As an Ubuntu user, if you’re looking for an awesome Wave file editor written GTK+ toolkit that integrates with the Unity desktop, then you should try GWC.
But if you’re a KDE geek 😉 who use Kubuntu then the Qt written KWave is also a decent alternative. It’s intended for the Qt/KDE desktop but thanks to compatibility between GTK+/Qt toolkits it works decently well under Unity desktop too.
Main features …
*. Comes with a simple and a clean looking user interface.
*. Multiple track editing.
*. Save edited Wave files in OGG Vorbis, Oga, Spx, Wave, Aiff, Aif, Flac etc. But due to patent issues, Kwave won’t let you save in MP3 format (export).

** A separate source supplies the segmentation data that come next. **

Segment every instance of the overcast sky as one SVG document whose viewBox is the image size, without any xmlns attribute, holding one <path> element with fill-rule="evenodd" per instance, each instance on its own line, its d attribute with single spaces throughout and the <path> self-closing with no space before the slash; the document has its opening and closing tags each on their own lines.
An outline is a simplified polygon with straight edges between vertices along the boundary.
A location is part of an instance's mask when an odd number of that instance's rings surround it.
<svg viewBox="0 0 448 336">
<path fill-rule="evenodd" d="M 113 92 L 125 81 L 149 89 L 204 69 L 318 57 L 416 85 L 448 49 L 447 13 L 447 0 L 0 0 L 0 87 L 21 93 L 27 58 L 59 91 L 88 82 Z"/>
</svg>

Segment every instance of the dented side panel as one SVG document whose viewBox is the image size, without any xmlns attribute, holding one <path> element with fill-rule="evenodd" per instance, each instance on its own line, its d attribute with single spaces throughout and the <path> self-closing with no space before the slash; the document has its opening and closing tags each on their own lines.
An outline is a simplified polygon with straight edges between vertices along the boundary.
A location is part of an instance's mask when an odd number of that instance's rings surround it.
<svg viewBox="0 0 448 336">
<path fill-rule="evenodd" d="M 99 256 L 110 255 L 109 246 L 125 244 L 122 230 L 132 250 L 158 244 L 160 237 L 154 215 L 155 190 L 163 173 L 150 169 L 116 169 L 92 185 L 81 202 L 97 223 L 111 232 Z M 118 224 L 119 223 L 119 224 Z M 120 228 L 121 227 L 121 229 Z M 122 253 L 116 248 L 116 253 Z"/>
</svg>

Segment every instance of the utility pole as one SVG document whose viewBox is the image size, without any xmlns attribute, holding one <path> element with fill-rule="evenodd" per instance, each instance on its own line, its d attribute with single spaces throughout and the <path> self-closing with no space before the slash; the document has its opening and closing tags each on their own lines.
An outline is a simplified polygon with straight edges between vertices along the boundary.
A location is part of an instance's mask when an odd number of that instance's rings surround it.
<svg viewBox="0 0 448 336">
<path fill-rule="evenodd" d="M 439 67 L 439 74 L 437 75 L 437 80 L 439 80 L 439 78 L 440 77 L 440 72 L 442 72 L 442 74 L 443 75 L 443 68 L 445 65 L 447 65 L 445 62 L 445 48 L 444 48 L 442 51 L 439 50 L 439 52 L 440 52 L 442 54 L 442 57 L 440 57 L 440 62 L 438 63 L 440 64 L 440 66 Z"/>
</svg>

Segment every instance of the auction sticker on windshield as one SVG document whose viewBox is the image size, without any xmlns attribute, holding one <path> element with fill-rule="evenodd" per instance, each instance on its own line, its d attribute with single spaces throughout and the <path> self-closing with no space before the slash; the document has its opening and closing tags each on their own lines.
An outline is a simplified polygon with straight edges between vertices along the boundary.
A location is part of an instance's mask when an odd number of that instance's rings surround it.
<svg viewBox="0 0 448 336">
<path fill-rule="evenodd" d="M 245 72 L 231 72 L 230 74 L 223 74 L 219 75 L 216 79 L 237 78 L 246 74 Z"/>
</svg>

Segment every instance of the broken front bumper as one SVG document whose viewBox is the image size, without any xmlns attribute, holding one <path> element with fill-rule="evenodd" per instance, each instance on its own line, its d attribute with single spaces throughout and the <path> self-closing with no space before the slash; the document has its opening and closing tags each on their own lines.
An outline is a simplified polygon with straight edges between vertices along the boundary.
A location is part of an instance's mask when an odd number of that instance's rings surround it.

But you can however import and edit MP3 file nonetheless.
*. A standard GUI editing window with Copy, Cut/Delete, Paste, Zoom in/out, loop playback, go to position functions (and more).
*. Built in plugins that add audio effects such as: Normalize, Amplify, Lowpass filters, Silence, Noise, PitchShift, Notch filter, Reverse playback etc.
*. Built in audio tag editor.
*. Sonagram filter.
*. Change the reserved memory on RAM, Virtual memory and memory reserved for Undo/Redo operations.
*. Live Record mode.
*. Change output audio device and codec settings are some of its features to mention.
Although Kwave developers say that you can import MP3/MP2 file after installing the “libmad” and “id3lib” yet even after installing them in Ubuntu, KWave wasn’t able to load MP3 while I was testing.
Anyhow before installing KWave, try installing those dependencies first, so hopefully it’ll work for you. For that please use the below two commands.
sudo apt-get install libmad0
sudo apt-get install libid3tag0
And then you can install Kwave in Ubuntu/Kubuntu 12.04 Precise Pangolin, 11.10 Oneiric Ocelot, 11.04 Natty Narwhal, 10.10 and 10.04 by using the below command in your Terminal window.
sudo apt-get install kwave
This is a KDE application and uses the never Phonon multimedia framework, and I don’t know whether if it’s because of that, but it crashed few times while I was using it and had few troubles with my audio output as well.
Although I think if you use Kubuntu or KDE as your main desktop most of those incompatibilities should go away (hopefully). But nonetheless, if you’re going to give a try at KWave, then please remember it has few issues.